Función de Morondanga

La villa inmediata a Madrid arde en proyectos y preparativos para celebrar la fiesta de la Virgen de septiembre. Se anuncia quince días antes, con el revoque de casas y fachadas, señoras de edad y damas recompuestas cuya faz se unta de jalbegue hasta dejarlas, según expresión de sus restauradores, hechas unas palomitas blancas. También se rehabilitan y limpian de guijarros y pedruscos, los caminos tortuosos que conducen a la población: el que va desde la ermita donde la Virgen se venera a la parroquia, y la plazoleta donde ha de verificarse el baile popular, dedicado a los palurdos que aún no se atreven a llamarse señoritos.

Aunque el Ayuntamiento no tiene un cuarto, ni entiende jota del nuevo sistema decimal, porque aborrece las cuentas, y el común de vecinos se halla a la cuarta pregunta, no falta algún ricacho que eche un guante para el mejor lustre de la fiesta patronímica.
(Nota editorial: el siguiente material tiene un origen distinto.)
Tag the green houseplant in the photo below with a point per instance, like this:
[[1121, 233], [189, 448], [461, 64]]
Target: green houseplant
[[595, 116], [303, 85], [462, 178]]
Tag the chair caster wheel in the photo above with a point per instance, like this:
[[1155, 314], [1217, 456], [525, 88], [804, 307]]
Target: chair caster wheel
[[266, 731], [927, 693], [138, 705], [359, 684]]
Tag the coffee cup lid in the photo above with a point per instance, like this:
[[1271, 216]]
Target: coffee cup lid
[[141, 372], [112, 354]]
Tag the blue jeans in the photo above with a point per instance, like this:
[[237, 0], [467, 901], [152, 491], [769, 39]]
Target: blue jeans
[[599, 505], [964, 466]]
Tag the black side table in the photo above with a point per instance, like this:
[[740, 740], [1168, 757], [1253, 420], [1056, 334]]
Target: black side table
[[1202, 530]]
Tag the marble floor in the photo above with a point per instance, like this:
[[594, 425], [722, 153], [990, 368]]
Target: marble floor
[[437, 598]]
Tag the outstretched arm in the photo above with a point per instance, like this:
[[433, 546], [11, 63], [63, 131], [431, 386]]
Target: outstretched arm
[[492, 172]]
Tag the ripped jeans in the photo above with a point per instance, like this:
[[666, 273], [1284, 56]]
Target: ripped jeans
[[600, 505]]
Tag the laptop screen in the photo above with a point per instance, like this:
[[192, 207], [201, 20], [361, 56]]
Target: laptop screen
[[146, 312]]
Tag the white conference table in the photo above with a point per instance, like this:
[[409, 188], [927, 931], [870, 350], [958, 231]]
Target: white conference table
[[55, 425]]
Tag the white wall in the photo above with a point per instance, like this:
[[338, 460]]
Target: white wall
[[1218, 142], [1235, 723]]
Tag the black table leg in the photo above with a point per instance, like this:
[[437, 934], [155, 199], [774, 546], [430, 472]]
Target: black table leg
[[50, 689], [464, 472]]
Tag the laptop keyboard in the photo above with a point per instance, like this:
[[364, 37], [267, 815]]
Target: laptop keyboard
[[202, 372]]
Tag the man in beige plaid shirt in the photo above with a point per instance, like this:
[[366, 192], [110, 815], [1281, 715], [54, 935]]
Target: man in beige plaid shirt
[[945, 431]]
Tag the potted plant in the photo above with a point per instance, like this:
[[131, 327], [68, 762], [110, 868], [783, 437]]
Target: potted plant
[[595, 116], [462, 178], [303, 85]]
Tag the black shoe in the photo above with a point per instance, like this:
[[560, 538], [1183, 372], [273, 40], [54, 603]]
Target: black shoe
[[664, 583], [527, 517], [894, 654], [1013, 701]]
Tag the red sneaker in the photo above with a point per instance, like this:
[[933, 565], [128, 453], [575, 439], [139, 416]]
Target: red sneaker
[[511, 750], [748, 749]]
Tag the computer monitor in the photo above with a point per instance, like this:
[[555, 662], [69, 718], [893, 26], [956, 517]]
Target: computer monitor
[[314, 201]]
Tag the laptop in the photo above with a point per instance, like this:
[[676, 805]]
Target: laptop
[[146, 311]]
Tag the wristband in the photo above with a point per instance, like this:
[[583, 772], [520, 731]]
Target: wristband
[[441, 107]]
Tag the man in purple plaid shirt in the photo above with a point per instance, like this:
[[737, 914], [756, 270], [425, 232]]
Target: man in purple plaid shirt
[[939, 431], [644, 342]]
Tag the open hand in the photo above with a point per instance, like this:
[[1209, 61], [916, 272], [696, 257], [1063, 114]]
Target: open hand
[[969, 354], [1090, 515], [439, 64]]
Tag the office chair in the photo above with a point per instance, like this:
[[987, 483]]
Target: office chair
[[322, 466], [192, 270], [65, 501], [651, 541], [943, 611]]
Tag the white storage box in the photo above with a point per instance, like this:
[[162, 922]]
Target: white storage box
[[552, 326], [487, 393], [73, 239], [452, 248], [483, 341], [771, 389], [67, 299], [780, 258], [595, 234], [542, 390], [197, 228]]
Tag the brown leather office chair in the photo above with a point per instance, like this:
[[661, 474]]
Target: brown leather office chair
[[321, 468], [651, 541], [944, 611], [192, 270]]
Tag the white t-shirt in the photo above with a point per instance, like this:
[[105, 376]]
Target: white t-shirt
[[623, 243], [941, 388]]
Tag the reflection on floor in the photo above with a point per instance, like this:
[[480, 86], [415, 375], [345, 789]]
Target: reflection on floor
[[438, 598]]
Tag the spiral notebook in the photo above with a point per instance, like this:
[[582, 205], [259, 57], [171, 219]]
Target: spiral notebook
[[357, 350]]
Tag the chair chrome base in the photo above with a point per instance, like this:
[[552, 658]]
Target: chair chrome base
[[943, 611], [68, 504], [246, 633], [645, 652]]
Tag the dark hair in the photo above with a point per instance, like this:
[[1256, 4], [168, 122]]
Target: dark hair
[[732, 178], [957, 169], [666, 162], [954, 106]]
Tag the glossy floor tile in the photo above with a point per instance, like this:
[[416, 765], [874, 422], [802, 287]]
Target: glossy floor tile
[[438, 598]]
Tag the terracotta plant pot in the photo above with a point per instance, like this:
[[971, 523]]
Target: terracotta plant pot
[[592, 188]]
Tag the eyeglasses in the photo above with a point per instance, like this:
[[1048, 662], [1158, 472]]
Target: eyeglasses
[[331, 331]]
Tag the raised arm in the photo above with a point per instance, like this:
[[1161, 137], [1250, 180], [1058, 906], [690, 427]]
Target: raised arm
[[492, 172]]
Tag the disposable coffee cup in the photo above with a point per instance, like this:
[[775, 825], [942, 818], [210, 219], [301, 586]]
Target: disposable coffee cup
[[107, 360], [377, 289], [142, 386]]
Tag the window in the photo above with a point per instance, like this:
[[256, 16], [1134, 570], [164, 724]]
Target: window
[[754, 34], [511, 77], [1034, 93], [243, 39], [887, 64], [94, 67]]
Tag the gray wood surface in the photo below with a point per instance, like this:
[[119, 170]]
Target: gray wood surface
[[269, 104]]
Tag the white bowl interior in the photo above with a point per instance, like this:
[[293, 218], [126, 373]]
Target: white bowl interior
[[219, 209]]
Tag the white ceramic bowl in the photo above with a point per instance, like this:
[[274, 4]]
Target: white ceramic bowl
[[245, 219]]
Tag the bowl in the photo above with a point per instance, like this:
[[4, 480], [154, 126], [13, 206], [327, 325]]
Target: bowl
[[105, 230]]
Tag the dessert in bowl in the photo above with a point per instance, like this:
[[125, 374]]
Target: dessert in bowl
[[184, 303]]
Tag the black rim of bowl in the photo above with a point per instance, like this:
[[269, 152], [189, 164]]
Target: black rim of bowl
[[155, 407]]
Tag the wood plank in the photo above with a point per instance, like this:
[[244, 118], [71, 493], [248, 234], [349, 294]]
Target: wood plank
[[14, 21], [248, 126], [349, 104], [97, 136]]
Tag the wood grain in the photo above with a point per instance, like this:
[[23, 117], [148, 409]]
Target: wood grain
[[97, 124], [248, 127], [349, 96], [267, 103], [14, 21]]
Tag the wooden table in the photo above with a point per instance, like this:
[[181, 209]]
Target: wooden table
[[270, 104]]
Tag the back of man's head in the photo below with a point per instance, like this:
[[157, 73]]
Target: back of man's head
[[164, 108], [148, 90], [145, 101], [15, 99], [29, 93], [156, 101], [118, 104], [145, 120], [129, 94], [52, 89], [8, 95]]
Se ajusta una charanga compuesta de tambor, cornetín, bajo y requinto; tráese una carga de cohetes con bengala; se encarga un predicador que tenga buena voz; las pocas flores que hay en los huertos suben todas a la iglesia, con más un cesto de pámpanos y racimos de uvas moradas y gordas como nueces, que en la parra de su casa crió con este fin la alcaldesa, y todo hace esperar, según pública fama, que el pueblo de Morondanga excederá en lujo y ostentación a sus convecinos. Ya que la aldehuela que hay una legua más allá, se da importancia con su San Roque, no es cosa de que quede mal esta con Nuestra Señora. Las hijas del juez de paz son sus camareras y arreglan el manto de tisú, ofrenda que el siglo pasado hizo una marquesa, que casualmente pasó por allí; cuelgan a la imagen cuantos dijes y adornos hallan a mano; se renuevan cintas y ramos de artificio, y hay verdadera emulación entre las señoras de la villa, que han celebrado varias juntas, para acordar lo que cada cual debe de hacer.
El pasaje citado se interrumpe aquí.